Nevertheless, in the inner and the outer solar system, there remained rocky bodies and predominantly icy bodies, respectively, that were never incorporated into planets or captured as planetary satellites. It is now believed that many of these bodies were subsequently mixed together and relocated from their formation locations by the migration of the giant planets. Today, in the inner solar system, these remnants are represented chiefly by the asteroids and their fragments; in the outer solar system, by the objects in and derived from the Kuiper belt and the Oort cloud. Comets originate, and most are still located, in the Kuiper belt and the Oort cloud. Except for the very largest Kuiper belt objects (diameters greater than about 100 km [60 miles]), comets in the Kuiper belt and beyond are unobservable because of their great distances from Earth. It is not until they enter the realm of the planets that they develop comas and tails.

Differences between comets and asteroids

There are several characteristics based on physical differences, location, and orbital properties that traditionally have distinguished comets from asteroids. An object is classified as a comet when it displays “cometary activity”—i.e., a coma or tail (or any evidence of gas or dust coming from it). Objects in the Oort cloud, although they may not all have formed in their present location, are considered to be comet nuclei. Because of their great distance from the Sun, they do not display cometary activity. Nevertheless, they are believed to be made of the same volatile material as the observed comets and so have the potential to become active. Finally, any object on a nonreturning (parabolic or hyperbolic) orbit is generally considered to be a comet.

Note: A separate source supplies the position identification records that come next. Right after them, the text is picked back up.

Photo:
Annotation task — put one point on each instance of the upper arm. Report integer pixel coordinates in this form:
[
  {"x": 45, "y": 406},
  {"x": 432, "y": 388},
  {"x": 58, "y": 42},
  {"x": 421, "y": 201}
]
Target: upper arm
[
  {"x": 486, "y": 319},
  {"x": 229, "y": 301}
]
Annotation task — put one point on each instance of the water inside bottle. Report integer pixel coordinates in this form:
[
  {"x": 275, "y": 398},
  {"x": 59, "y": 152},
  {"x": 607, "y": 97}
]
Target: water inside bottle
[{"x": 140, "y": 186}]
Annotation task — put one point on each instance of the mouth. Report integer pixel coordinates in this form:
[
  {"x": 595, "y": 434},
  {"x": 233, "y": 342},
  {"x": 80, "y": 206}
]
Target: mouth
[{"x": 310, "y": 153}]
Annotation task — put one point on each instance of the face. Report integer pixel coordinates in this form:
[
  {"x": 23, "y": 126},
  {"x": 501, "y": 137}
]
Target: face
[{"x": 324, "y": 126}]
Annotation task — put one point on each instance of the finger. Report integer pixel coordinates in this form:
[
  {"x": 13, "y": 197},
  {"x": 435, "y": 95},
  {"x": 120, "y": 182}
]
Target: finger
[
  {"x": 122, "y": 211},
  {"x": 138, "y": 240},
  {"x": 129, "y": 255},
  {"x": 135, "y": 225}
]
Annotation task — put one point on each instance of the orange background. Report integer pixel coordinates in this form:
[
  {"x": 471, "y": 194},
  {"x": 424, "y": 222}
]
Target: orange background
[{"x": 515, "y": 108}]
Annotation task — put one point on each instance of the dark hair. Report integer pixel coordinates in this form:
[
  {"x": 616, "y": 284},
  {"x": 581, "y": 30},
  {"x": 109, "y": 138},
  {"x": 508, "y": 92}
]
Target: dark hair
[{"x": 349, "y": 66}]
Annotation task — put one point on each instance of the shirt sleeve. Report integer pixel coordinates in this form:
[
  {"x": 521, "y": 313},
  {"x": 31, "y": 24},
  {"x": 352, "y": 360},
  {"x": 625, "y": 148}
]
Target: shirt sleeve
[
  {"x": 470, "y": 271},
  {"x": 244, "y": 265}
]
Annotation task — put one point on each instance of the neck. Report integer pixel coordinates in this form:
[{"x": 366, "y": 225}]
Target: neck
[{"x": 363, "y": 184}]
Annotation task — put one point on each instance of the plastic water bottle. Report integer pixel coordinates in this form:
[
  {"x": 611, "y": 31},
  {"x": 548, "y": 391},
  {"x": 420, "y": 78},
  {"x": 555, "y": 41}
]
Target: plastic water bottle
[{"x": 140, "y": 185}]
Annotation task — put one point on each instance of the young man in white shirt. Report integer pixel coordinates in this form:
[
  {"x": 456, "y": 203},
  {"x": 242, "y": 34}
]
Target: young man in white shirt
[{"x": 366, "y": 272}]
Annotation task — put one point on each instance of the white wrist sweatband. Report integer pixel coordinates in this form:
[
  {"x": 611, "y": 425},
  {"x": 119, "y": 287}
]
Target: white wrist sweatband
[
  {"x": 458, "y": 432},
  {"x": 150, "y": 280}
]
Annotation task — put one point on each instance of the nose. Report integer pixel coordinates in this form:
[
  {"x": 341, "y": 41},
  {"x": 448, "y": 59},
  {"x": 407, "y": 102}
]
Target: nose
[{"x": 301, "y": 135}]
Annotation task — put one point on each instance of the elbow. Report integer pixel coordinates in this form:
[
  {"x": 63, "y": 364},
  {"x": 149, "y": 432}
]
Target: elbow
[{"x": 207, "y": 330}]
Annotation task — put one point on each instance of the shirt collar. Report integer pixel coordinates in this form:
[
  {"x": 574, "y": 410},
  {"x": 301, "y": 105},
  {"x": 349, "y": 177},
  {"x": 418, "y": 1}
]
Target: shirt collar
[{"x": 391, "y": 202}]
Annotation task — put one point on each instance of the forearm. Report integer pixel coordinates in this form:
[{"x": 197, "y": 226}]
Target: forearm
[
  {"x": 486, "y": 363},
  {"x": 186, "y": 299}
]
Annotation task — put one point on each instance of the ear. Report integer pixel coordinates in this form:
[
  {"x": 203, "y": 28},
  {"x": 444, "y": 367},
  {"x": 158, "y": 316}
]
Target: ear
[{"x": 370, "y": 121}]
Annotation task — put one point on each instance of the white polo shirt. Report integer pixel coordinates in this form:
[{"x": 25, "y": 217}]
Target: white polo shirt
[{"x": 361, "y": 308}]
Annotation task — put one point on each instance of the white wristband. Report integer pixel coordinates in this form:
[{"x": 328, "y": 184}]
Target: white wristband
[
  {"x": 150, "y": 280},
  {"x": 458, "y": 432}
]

Although such distinctions apply most of the time, they are not always sufficient to classify an individual object as an asteroid or a comet. For example, an object found to be receding from the Sun on a nonreturning orbit and displaying no cometary activity could be a comet, or it could be a planet-crossing asteroid being ejected from the solar system after a close encounter with a planet, most likely Jupiter. Again, objects on some planet-crossing orbits may have originated in either the Kuiper belt or the asteroid belt. Unless such an object reveals itself by displaying cometary activity, there is usually no way to determine its origin and thus to classify it unequivocally. The object may have formed as an icy body but lost its volatile materials during a series of passes into the inner solar system. Its burned-out remnant of rocky material would presently have more physical characteristics in common with asteroids than with other comets.

One small body group with both cometary and asteroidal characteristics is that of the main-belt comets (or active asteroids). The first group member, 133P/(7968) Elst-Pizarro, was discovered in 1996, when that “asteroid’s” cometlike activity was first noted. Main-belt comets have orbits in the main asteroid belt but, like comets, have comae and tails.